Femme fatale is sort of the wrong word, though. Contrary to what’s suggested by her notebook full of tally marks and a long list of her victims’ names, Cassie isn’t — and never has been — a killer. She’s certainly mastered the art of the lure, seeing as her list is rather extensive, but she’s not out for blood. All Cassie wants is to make these men feel small, vulnerable, and scared so she can scold them for their intended wrongdoing. Fennell’s decision to keep Cassie nonviolent is a real departure from the stuff viewers would expect from a female-led revenge thriller, and as a result, it sets Promising Young Woman apart in a league of its own. It’s unclear whether that league is minor or major, though.

A subset of professional critics and casual moviegoers have claimed Fennell’s film is an attempt to “girlboss sexual assault,” i.e. employ a stereotypically strong but snarky female lead to drop perfectly worded (and reductive) “men are pigs” platitudes on quivering buffoons. Promising Young Woman isn’t as toothless as these analyses would lead one to believe. Yes, it could’ve cut a little — maybe even a lot — deeper, but that doesn’t mean it isn’t sharp. Mulligan’s performance, especially in the first half, goes to some remarkably dark places, and Burnham’s supporting role makes for a surprisingly hefty contribution to Fennell’s thesis. Neither of these performers is doing anything overtly wrong, and to be honest, neither is Fennell nor her well-intentioned debut feature. Ultimately, the real flaws are not in Cassie, her personality, or her motives, but in the implications of her actions themselves.

There’s no denying that Cassie believes wholeheartedly that she is doing right by her dead friend by chastising potential assaulters and mounting calculated psychological attacks on those she feels are responsible for Nina’s death. Her attempts to traumatize people like former classmate and bystander (Alison Brie), the dean of their alma mater (Connie Britton), and a crooked lawyer who was involved in the investigation (Alfred Molina) are understandably rooted in her trauma from Nina’s death. They hurt Nina, so Cassie wants to hurt them. However, although Fennell likely didn’t intend for this to be the case, this eye-for-an-eye plotting insinuates that men should only respect women out of fear of vengeance. It’s like when a public figure prefaces his condemnation of an injustice against a woman by saying, “As the husband of a wife, the father of daughters, and the brother of sisters ...” — if a basic and universal respect of personhood does not exist within someone without conditions, then does it even exist in the first place?

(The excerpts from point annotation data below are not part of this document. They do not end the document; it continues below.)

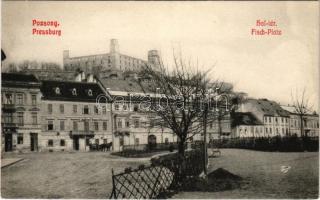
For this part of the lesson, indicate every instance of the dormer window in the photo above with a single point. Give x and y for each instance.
(74, 92)
(90, 92)
(57, 90)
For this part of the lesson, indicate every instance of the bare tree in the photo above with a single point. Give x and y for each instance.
(184, 103)
(302, 107)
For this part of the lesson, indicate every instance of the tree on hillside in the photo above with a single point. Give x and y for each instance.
(302, 107)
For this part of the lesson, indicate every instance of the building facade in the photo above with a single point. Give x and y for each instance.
(246, 125)
(133, 123)
(70, 117)
(20, 116)
(101, 64)
(310, 123)
(276, 121)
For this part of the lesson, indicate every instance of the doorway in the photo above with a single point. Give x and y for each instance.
(8, 142)
(76, 143)
(33, 141)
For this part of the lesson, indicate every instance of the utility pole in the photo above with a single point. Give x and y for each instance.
(205, 116)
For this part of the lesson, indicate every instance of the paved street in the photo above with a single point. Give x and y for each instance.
(88, 175)
(63, 175)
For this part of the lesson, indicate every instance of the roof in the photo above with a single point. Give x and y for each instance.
(122, 85)
(291, 109)
(71, 91)
(19, 80)
(245, 118)
(18, 77)
(270, 108)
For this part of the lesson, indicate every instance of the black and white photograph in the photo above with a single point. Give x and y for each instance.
(160, 99)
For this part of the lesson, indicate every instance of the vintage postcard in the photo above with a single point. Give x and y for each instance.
(160, 99)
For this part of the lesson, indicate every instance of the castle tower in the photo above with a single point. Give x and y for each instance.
(66, 57)
(114, 54)
(154, 58)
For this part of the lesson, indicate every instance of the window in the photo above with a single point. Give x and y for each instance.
(90, 92)
(75, 108)
(87, 141)
(49, 108)
(62, 125)
(9, 99)
(125, 107)
(127, 123)
(19, 99)
(137, 141)
(8, 117)
(121, 141)
(104, 110)
(50, 143)
(136, 123)
(116, 107)
(61, 108)
(119, 123)
(96, 126)
(86, 126)
(74, 92)
(20, 119)
(34, 118)
(20, 138)
(50, 125)
(86, 109)
(34, 99)
(57, 90)
(75, 125)
(104, 125)
(96, 110)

Promising Young Woman’s solid opening, its rom-com-riffing middle section, and its surprising veer toward its final act (and the subsequent twists and turns that follow) have been dividing audiences since its Sundance premiere last January, and its recent VOD release has managed to keep the conversation going almost a full year later. This is a testament to the sheer watchability of Fennell’s film, the power of Mulligan’s performance, and the rambunctious energy that permeates throughout, regardless of the flawed dialectics underneath. Sure, it could’ve hit harder, it could’ve gone darker, it could’ve gotten angrier, but as it stands, Promising Young Woman still feels thoroughly unique despite these shortcomings. Who knows? Maybe Promising Young Woman has to walk so that an even more scathing film can run.

Rating: C+

Promising Young Woman is now available to rent from major online platforms.